New study findings published in The New England Journal of Medicine support administering a neonatal rotavirus vaccine beginning at birth, researchers said.
According to WHO, rotavirus is the No. 1 global cause of diarrheal disease in young children. Currently, the CDC recommends administering both available rotavirus vaccines — RotaTeq (Merck) and Rotarix (GlaxoSmithKline) — in multiple doses starting at age 2 months, with the minimum age for the first dose being age 6 weeks.
But RV3-BB, an Australian oral neonatal rotavirus vaccine, was previously found to improve rotavirus protection at birth in the first study ever to administer a human neonatal rotavirus vaccine in the early newborn period.
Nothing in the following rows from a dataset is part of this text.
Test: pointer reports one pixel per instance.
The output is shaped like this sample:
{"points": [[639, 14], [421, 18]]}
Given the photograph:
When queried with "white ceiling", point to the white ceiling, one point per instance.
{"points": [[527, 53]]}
In the new study, Julie E. Bines, MD, chair of pediatrics at the University of Melbourne, and colleagues report that RV3-BB protected against severe rotavirus gastroenteritis when given in three doses according to a neonatal schedule: at 0 to 5 days, 8 weeks and 14 weeks of age.
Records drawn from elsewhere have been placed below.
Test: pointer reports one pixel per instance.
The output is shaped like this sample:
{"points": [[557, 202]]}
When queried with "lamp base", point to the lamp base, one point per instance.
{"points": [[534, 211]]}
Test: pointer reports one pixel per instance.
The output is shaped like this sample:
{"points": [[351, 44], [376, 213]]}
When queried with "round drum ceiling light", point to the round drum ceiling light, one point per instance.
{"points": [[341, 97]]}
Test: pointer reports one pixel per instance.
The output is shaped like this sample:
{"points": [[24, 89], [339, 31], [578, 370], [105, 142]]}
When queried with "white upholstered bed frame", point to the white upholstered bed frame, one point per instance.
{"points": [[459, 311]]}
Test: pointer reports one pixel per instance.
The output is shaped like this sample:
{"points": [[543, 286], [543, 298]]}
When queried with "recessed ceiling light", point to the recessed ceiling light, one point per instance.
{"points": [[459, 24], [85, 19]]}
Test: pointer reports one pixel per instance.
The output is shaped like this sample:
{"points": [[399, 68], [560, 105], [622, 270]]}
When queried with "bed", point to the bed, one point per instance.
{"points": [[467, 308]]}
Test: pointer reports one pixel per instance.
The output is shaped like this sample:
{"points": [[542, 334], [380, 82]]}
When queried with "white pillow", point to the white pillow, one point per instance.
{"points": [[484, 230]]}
According to their report, vaccinating children against rotavirus at the time of birth is not a new concept.
“Birth is an established immunization time point in many countries,” Bines and colleagues wrote. “The use of a neonatal dose was investigated in the early phase of development of the rotavirus vaccine but was not pursued because of concerns regarding inadequate immune responses and safety.”
From January 2013 through July 2016, Bines and colleagues enrolled more than 1,600 babies from two locations in Indonesia in a phase 2b, randomized, double-blind, placebo-controlled trial. They randomly assigned participants to receive three doses of RV3-BB according to a neonatal or infant (8 weeks, 14 weeks, 18 weeks) schedule or placebo and assessed the vaccine’s efficacy against severe rotavirus gastroenteritis up to the age of 18 months.
Among 1,513 participants in the per-protocol population, severe rotavirus gastroenteritis occurred up to the age of 18 months in 5.6% of the participants in the placebo group, 1.4% in the neonatal-schedule vaccine group and in 2.7% in the infant-schedule vaccine group, Bines and colleagues reported.
Vaccine efficacy in the neonatal-schedule group was calculated to be 94% (95% CI, 56% to 99%) at age 12 months and 75% (95% CI, 44% to 91%) at age 18 months. In the infant-schedule group, it was 77% (95% CI, 31% to 92%) at age 12 months and 51% (95% CI, 7% to 76%) at age 18 months. Combined vaccine effectiveness including both groups was 63% (95% CI, 34% to 80%) at 18 months.
“Despite evidence of the success of rotavirus vaccines, more than 90 million infants still lack access to a rotavirus vaccine,” they wrote.
“Barriers to global implementation of the vaccine include cost, suboptimal efficacy in low-income countries, and lingering safety concerns. An oral rotavirus vaccine administered at birth has the potential to address some of these challenges.